Are you sure your business isn’t considered a hobby in the eyes of the IRS? If so, then your expenses are very limited or disallowed. Here are some factors to help determine if you operate a business or hobby.
Factors According to the IRS
- The taxpayer carries out activity in a businesslike manner and maintains complete and accurate books and records.
- The taxpayer puts time and effort into the activity to show they intend to make it profitable.
- The taxpayer depends on income from the activity for their livelihood.
- The taxpayer has personal motives for carrying out the activity such as general enjoyment or relaxation.
- The taxpayer has enough income from other sources to fund the activity
- Losses are due to circumstances beyond the taxpayer’s control or are normal for the startup phase of their type of business.
- There is a change to methods of operation to improve profitability.
- Taxpayer and their advisor have the knowledge needed to carry out the activity as a successful business.
- The taxpayer was successful in making a profit in similar activities in the past.
- Activity makes a profit in some years and how much profit it makes.
- The taxpayer can expect to make a future profit from the appreciation of the assets used in the activity.
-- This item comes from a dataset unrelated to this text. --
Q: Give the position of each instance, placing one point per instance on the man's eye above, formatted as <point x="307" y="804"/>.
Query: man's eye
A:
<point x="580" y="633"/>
Safe Harbor According to the Code
There is a safe harbor rule stating if you have income from an activity for 3 or more years out of 5 then the activity is considered to be engaged in for profit.
Expenses not Deductible
The main reason you do not want an activity to be considered a hobby is because you cannot deduct any expenses, except for those directly tied to producing the product, such as materials and inventory.